Avaddon Ransomware Creates Data Leak Site
Earlier, ransomware attacks were limited to encrypting system files until the payment of ransom. But these days, the threat isn’t mitigated even after paying the ransom because threat actors have begun executing data breach attacks along with ransomware campaigns. The most recent case is the Avaddon ransomware, which has launched a data leak site that shall publish the stolen data of victims refusing to meet ransom demands.
The Avaddon ransomware operators announced on a Russian hacker forum about the launch of their new data leak site. Their site has one entry so far, leaking about 3.5 MB data belonging to a construction company. Hence, companies must take phishing prevention tips seriously and notify employees and customers about a breach the minute it happens, so that they can adapt their anti-phishing solutions.
Magecart Attack On Michigan State University
For nine months, an unauthorized party had access to Michigan State University’s online store – shop.msu.edu. During this period from Oct. 19, 2019, and Jun. 26, 2020, the adversaries launched a web skimming attack on MSU’s online store and stole credit cards and personal information of around 2,600 users.

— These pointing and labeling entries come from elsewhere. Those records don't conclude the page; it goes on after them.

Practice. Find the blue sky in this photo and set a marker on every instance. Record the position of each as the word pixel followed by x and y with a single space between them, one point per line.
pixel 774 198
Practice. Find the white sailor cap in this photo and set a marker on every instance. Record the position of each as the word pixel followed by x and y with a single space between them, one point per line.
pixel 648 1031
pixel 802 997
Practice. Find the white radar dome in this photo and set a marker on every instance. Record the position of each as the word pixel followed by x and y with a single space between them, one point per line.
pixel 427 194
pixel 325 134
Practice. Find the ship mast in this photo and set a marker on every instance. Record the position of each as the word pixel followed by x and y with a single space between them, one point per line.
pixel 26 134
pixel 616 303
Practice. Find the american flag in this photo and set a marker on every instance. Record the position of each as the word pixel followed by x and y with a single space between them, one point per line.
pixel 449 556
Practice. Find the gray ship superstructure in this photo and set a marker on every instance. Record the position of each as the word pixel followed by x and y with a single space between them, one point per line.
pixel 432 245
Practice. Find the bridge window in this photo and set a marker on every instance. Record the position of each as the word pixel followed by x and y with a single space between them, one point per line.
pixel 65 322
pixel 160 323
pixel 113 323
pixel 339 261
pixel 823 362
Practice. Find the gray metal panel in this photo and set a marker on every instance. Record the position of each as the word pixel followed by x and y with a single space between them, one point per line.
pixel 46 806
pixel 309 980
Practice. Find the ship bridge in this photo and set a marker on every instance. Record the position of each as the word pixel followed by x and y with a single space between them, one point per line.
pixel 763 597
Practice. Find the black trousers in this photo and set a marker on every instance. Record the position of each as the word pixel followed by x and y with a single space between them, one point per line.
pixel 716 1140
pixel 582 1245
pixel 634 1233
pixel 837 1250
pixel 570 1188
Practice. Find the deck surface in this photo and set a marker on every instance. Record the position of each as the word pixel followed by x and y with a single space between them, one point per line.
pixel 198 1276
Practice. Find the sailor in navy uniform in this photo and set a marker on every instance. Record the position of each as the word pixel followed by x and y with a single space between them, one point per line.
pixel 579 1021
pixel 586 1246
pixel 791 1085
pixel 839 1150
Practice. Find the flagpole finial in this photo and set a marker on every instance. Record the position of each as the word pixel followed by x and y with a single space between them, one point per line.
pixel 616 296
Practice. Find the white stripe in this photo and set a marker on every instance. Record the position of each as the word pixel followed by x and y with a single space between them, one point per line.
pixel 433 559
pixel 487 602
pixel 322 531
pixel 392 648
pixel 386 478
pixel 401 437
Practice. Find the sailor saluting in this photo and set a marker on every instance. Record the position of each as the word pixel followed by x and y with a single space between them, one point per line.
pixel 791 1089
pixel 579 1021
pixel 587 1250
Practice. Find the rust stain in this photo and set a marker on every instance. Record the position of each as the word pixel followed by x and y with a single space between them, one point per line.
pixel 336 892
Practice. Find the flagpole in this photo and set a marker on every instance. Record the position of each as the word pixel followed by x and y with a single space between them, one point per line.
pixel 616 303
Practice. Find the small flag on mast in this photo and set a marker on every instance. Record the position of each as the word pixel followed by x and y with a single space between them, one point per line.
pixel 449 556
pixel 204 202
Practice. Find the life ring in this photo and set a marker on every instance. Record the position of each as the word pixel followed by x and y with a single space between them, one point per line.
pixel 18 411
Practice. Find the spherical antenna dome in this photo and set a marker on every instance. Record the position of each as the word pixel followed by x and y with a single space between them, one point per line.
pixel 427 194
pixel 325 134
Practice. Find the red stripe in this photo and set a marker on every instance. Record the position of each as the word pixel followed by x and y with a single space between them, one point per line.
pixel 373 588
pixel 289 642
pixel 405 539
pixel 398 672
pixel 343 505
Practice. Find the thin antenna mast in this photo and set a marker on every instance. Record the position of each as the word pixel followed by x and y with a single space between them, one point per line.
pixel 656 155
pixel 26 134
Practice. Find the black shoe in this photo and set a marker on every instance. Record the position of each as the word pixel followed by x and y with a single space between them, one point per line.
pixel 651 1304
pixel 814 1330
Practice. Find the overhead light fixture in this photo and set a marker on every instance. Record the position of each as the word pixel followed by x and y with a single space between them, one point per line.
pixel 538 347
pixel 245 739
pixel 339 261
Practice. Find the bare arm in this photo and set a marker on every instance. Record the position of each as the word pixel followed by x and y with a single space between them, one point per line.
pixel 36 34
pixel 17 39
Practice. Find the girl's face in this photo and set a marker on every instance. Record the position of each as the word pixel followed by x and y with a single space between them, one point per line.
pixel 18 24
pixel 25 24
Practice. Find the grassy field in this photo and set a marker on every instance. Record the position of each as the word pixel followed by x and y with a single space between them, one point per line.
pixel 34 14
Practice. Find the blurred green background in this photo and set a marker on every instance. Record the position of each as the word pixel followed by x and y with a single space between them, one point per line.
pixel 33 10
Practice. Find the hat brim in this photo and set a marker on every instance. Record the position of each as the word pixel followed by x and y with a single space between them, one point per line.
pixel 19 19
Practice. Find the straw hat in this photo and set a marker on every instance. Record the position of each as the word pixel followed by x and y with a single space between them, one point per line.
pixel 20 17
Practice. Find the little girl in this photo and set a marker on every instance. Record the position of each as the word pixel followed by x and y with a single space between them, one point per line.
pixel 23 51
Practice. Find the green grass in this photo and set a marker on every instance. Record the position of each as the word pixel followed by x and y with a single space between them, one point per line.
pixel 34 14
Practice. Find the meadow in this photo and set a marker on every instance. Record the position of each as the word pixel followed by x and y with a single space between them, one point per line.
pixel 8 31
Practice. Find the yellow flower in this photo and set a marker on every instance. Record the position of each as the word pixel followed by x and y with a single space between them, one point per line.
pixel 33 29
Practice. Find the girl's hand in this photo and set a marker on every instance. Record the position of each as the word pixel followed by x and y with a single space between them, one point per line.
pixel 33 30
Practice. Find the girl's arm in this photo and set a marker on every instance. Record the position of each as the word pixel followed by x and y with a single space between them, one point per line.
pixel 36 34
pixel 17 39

The names, addresses, and credit card numbers of users were compromised in this breach with no leak of their Social Security numbers. MSU is extra cautious now and is working with law enforcement to complete their investigation. They are doing everything to ensure protection against phishing with even the introduction of ‘mandatory training’ for the Administrators of the shop.msu.edu site. They have also extended free identity protection and credit monitoring to all affected customers.
Illinois Healthcare System Undergoes Data Breach
In February this year, the email accounts of several Illinois healthcare system employees were under a hacker’s control for two days. After discovering the breach, FHN took anti-phishing protection measures immediately and began an investigation that finished only on Apr. 30.

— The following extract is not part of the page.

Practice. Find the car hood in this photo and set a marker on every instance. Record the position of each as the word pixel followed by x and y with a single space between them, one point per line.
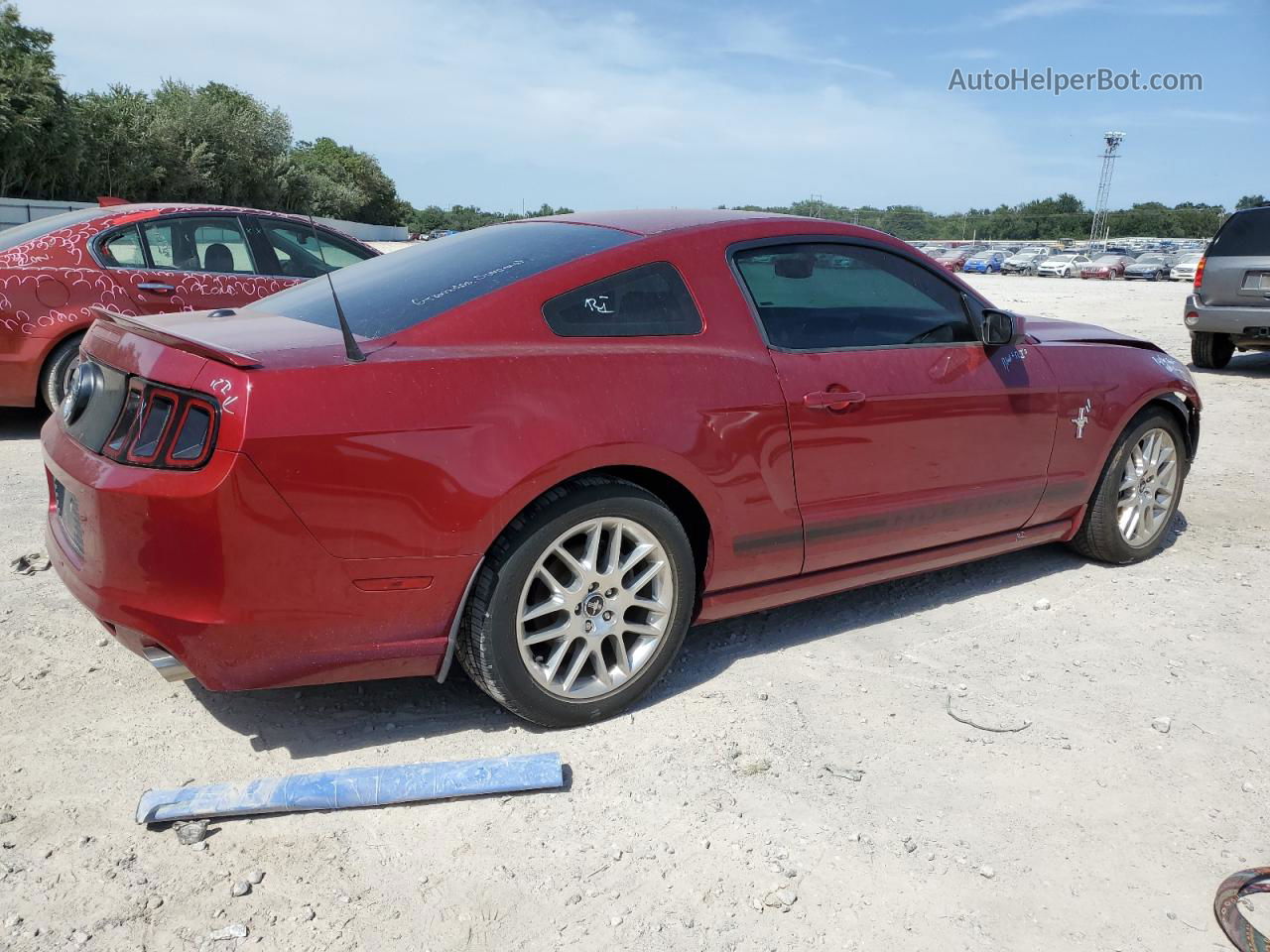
pixel 240 338
pixel 1048 330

During the process, they reviewed the emails and attachments from the compromised email accounts and found that the adversaries accessed sensitive data belonging to some patients. These details included their names, dates of birth, medical record or patient account numbers, health insurance information, and limited treatment and clinical information (provider names, diagnoses, and medication information). Social Security numbers were also compromised in a few cases.
To protect themselves from phishing, affected users must avail of the healthcare facility’s free credit monitoring and identity protection service.

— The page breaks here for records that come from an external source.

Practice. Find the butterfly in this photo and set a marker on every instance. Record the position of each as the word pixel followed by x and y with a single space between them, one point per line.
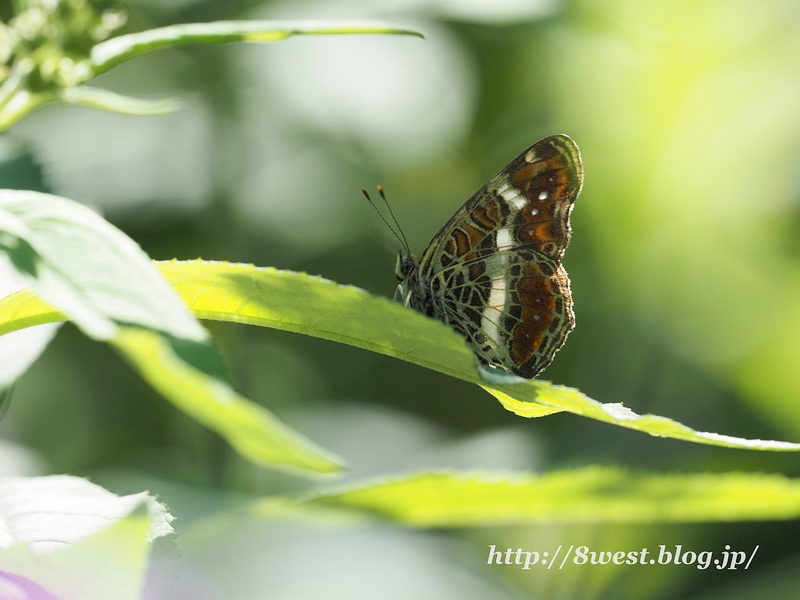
pixel 493 272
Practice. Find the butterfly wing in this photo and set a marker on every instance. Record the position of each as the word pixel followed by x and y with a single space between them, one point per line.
pixel 494 273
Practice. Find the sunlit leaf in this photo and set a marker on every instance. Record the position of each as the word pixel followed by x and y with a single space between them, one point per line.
pixel 315 306
pixel 594 494
pixel 251 429
pixel 105 283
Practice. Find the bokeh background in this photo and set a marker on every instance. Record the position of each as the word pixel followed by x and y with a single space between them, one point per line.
pixel 685 268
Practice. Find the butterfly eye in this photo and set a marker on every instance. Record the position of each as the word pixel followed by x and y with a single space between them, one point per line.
pixel 405 267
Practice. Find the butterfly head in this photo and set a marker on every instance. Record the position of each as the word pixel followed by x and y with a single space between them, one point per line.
pixel 406 266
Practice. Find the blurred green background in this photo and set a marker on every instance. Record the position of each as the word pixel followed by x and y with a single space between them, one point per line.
pixel 685 268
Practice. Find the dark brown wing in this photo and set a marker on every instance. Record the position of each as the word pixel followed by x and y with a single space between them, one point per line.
pixel 494 270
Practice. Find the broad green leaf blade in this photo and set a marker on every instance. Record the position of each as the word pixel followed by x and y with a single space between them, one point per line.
pixel 314 306
pixel 110 53
pixel 64 537
pixel 594 494
pixel 104 282
pixel 16 101
pixel 251 429
pixel 125 105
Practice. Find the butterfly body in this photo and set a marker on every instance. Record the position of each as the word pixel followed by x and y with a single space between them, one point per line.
pixel 493 272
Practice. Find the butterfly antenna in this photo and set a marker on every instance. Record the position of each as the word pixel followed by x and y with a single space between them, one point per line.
pixel 404 241
pixel 400 239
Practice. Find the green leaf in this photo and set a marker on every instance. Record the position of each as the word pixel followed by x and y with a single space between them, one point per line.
pixel 112 102
pixel 251 429
pixel 110 53
pixel 108 286
pixel 593 494
pixel 318 307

Two Years of Jail Served To Australian Woman For XRP Cryptocurrency Theft
The 25-year-old Australian woman Kathryn Nguyen was given a maximum of two years and three months in prison by the presiding judge Chris Craigie. The accused was involved in stealing XRP cryptocurrency worth nearly $400,000 from a 56- year old with the same surname as hers. She was arrested in October 2018 for her involvement in the crypto-heist.
She had used a Chinese cryptocurrency exchange to swap the 100,000 XRP tokens for Bitcoin (BTC).
Another Shady TikTok Practice Comes To Light
TikTok is on the headlines again for another of its malicious handling of users’ privacy. The app has been secretly collecting the MAC address and device advertising ID of Android users for over 15 months. The MAC address is unique to a device and is used as its network address in a network segment. It is often unchangeable and can track consumer behavior.
While this isn’t the first time TikTok has proved its sheer disregard of customer privacy, the new revelation serves as a warning to all those in support of the app. Anti-phishing services cannot undo the blunders we commit on our devices to grant permissions to apps like TikTok.